7.5 million people aren’t enrolled in Medicaid even though they are likely eligible. Some aren’t aware of their eligibility, or they wait until the point of care to enroll or let their enrollment lapse because the enrollment process is challenging.
- Simplify enrollment and improve retention: “Express lane eligibility” uses the data verification and enrollment determinations of other public programs as evidence of meeting most Medicaid eligibility criteria. The federal government could encourage state use of this option and extend it to adults. States can also minimize participant “churn” between programs and save administrative costs by letting people remain enrolled for a full year (“continuous eligibility”).
- Protect retroactive Medicaid: Medicaid-eligible people who aren’t enrolled are still protected from catastrophic costs through retroactive coverage, which covers eligible health costs for up to three months prior to enrollment. But this protection is under threat from state Medicaid waivers approved by the Trump Administration.
Address Challenges for Those Without Access to the Marketplaces or Medicaid
2.7 million people are ineligible for marketplace subsidies because they have an offer of employer coverage that technically qualifies as “affordable,” even though it may be unaffordable in practice. Some of these offers may qualify as “affordable” because premiums are less than about 10 percent of income, but the plans have high deductibles and minimal benefits. Others may qualify as affordable because premiums for employee-only coverage are less than about 10 percent of income, even though family coverage costs much more.
- Strengthen the affordability standard: Raise the standards for an offer to count as affordable by lowering the percentage of income employees can be required to pay in premiums and requiring plans to cover a greater share of total costs.

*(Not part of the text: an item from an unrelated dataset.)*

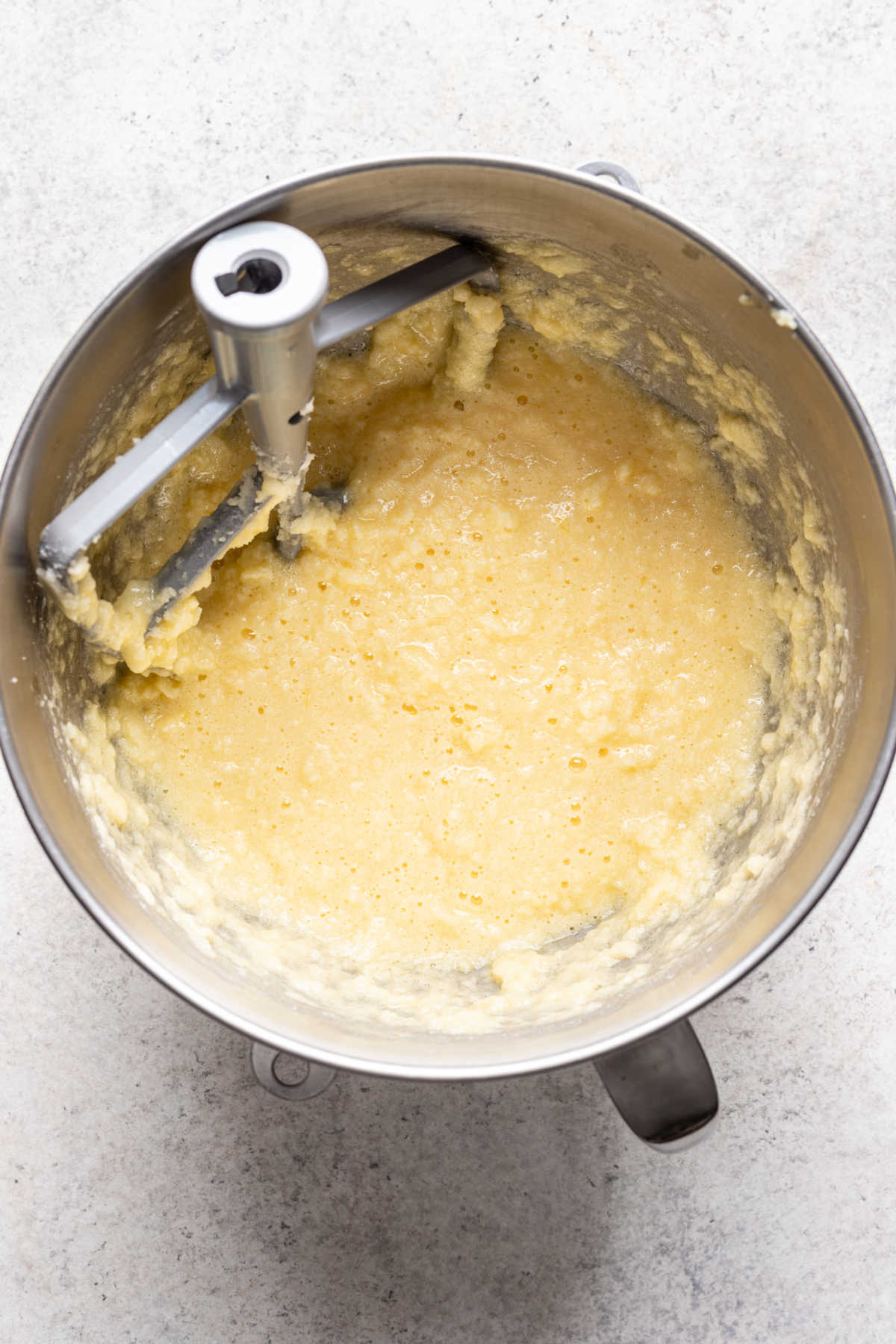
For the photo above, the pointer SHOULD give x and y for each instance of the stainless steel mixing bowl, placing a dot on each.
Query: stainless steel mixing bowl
(642, 1045)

- Fix the “family glitch:” Base family affordability on the cost of family, rather than employee-only, coverage.
4.9 million people are ineligible to enroll in Medicaid or the marketplaces because they don’t meet immigration-related eligibility requirements. Cities, counties, and states are exploring policies to provide health insurance options for this group, and federal policymakers should also consider immigration and health policies that would increase coverage rates.
Cross-Cutting Policies Can Reduce Cost, Increase Coverage for Multiple Groups
- Enhance outreach. The Trump Administration has dramatically cut funding for outreach and in-person assistance. Outreach helps people who are eligible for Medicaid or subsidized marketplace coverage and don’t know it, while also helping bring down premiums for unsubsidized marketplace consumers by broadening the risk pool.
- Create a public option. A public option could increase choice for all marketplace consumers and put downward pressure on premiums and on hospital and physician charges, especially in markets with limited competition.
- Restore or replace the individual mandate penalty. Congress’ repeal of the ACA’s individual mandate penalty will increase uninsured rates, because some people will forgo enrolling in coverage, including employer coverage, without the additional push to enroll. Some states are responding by creating their own individual mandates. The federal government could restore the mandate penalty or consider more ambitious alternatives, such as automatically enrolling the uninsured in coverage with premiums collected through tax returns.